Around 88,000 different species of animals, plants and fungi are known to share the UK with us – its human population. A combination of climate, geology and land-use history makes the UK’s landscape a surprisingly diverse place, even if today its wildlife is a shadow of its former self and many natural habitats are under pressure.
Saving the UK’s wildlife and wild places and helping them to recover from past losses and damage has been a central aim of The Wildlife Trusts throughout our history. For more than a century, we have been saving, protecting and standing up for wildlife and wild places.
Many Wildlife Trusts were set up in order to take ownership of a particular piece of land so that its wildlife could be saved for future generation. For example: Norfolk Wildlife Trust was set up in 1926 in order to own Cley Marshes - a marsh on the north Norfolk coast that was used for shooting wild birds. Lincolnshire Wildlife Trust was formed in 1948 to take on management of Gibraltar Point.

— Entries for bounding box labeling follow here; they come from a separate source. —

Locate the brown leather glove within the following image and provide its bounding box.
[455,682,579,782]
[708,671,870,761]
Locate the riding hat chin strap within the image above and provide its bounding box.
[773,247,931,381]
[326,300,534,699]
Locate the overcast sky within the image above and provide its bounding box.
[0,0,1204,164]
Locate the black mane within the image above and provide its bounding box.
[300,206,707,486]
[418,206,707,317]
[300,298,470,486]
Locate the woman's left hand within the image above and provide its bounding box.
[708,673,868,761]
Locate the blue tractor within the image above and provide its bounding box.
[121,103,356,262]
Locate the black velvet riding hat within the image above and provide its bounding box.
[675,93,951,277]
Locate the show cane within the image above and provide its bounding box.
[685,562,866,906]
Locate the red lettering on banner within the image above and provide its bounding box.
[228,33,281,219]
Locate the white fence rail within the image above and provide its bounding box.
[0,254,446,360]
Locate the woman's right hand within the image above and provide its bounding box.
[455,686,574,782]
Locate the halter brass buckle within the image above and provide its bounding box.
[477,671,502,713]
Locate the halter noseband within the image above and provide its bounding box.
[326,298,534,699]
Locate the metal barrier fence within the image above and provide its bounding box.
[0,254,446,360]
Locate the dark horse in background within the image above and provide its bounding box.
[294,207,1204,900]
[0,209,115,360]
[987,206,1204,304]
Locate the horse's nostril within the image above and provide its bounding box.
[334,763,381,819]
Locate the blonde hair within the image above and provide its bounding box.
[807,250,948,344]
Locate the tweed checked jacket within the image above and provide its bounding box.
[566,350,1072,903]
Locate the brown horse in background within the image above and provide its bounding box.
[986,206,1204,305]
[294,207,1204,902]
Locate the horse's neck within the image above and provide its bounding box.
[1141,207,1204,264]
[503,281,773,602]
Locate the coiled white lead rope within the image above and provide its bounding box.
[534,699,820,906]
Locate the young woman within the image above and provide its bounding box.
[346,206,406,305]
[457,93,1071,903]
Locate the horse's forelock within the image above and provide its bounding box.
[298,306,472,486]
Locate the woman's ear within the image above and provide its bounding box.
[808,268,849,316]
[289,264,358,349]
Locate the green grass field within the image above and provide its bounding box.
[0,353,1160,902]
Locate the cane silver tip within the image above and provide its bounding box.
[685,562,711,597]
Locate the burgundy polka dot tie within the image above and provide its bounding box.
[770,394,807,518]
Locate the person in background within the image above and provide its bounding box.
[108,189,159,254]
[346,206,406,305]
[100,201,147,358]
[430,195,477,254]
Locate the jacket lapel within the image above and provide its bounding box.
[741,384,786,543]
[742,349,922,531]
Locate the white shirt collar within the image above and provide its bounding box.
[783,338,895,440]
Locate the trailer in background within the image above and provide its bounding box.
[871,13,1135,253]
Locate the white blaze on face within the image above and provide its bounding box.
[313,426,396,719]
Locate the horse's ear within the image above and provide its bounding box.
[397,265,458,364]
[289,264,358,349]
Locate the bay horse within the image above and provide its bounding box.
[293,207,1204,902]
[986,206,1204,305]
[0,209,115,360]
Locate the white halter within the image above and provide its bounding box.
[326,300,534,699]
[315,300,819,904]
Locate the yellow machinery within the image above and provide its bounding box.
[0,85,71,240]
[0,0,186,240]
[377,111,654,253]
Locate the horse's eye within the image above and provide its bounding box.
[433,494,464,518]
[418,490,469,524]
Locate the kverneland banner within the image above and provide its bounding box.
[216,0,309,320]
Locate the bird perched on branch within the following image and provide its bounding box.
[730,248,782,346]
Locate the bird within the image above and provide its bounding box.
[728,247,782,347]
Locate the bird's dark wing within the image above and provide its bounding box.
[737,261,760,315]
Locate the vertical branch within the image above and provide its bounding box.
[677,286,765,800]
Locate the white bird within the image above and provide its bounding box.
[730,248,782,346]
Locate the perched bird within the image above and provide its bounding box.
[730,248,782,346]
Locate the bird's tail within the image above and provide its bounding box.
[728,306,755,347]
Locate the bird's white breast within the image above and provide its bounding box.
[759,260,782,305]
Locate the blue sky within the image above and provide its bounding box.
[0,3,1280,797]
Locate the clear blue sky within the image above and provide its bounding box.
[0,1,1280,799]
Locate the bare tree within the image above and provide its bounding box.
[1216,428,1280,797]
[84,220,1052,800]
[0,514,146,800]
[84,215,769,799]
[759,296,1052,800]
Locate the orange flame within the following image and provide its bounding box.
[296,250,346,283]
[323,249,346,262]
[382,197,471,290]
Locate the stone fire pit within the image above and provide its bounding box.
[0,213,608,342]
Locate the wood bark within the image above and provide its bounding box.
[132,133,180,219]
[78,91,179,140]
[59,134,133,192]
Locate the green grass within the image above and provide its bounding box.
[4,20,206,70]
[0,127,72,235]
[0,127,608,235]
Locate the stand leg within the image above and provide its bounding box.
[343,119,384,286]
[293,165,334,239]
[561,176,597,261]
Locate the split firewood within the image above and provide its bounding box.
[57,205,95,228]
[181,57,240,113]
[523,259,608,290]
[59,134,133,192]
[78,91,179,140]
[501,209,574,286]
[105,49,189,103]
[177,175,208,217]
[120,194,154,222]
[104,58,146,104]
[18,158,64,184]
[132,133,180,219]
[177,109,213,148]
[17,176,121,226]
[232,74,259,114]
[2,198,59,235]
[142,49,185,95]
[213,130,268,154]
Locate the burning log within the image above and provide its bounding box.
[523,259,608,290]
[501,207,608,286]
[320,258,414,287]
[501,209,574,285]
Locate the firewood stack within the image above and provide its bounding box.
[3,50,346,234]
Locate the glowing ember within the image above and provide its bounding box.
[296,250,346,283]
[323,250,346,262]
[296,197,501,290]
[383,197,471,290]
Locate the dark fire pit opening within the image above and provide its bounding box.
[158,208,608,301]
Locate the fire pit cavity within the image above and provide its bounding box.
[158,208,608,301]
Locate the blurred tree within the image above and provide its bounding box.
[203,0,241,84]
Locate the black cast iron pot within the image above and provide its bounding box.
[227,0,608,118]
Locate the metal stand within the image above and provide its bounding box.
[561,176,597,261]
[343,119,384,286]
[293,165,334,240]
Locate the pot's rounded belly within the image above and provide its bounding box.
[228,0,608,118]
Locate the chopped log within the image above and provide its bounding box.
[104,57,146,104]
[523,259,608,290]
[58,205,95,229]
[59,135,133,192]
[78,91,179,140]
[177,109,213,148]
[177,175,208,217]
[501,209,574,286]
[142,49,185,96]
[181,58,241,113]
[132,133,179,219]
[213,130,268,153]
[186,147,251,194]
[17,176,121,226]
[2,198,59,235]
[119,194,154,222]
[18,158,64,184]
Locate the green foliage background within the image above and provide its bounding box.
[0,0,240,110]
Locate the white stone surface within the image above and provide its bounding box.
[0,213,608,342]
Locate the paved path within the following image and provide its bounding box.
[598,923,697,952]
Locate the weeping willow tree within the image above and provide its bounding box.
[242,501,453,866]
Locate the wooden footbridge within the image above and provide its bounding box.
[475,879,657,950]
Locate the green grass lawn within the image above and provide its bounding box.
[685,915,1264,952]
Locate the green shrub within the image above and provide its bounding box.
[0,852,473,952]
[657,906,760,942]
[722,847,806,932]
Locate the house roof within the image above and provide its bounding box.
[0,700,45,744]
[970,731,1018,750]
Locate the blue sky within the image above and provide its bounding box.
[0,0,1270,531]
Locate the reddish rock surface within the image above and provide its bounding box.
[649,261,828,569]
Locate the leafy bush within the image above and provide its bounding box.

Wiltshire Wildlife Trust was set up in 1963 to take on Blackmoor Copse, one of the last places in the county that was home to the purple emperor butterfly. Today you can visit all these places, and many many more, and experience the wildlife and habitats that our founders worked so hard to save.
Working together, people can change the natural world for the better; everyone has a part to play.
Today the pressures on nature are wide and complex so we save wildlife and wild places in different ways. Here we look at the principal ways we do this:
We influence and develop policies for our land and seas – by using our experience of what works on the ground to work and campaign for laws and polices that help wildlife on land and at sea. Legislation and policy that helps wildlife often has many benefits for people too.
We look after 2,300 nature reserves – by protecting and managing special habitats and rare and uncommon wildlife, defending them against damage.
We create Living Landscapes – by working with partners to restore habitats over larger areas of land like river corridors.
We protect wildlife at sea – by campaigning for its protection, collecting data and ensuring that developments like wind farms do the least damage to marine habitats.
We help others to manage land for wildlife – by providing advice and support to farmers, business, local councils and schools. Many Wildlife Trusts are involved with looking after registers of Local Wildlife Sites - areas of wildlife-rich land given some protection through the planning system. This work is often in partnership with local councils, landowners and local environmental record centres.
We save species at risk – by running targeted conservation programmes to help save water voles, red squirrels, barn owls, hedgehogs and other wildlife.
We carry out research – by undertaking surveys to gather information on wildlife and habitats and the impact of our conservation management. We don't just do this on land. We run a programme of coastal wildlife surveys - Shoresearch - and undersea surveys where divers collect information on marine wildlife and habitats to guide conservation and identify areas of the seabed that should be protected for their wildlife.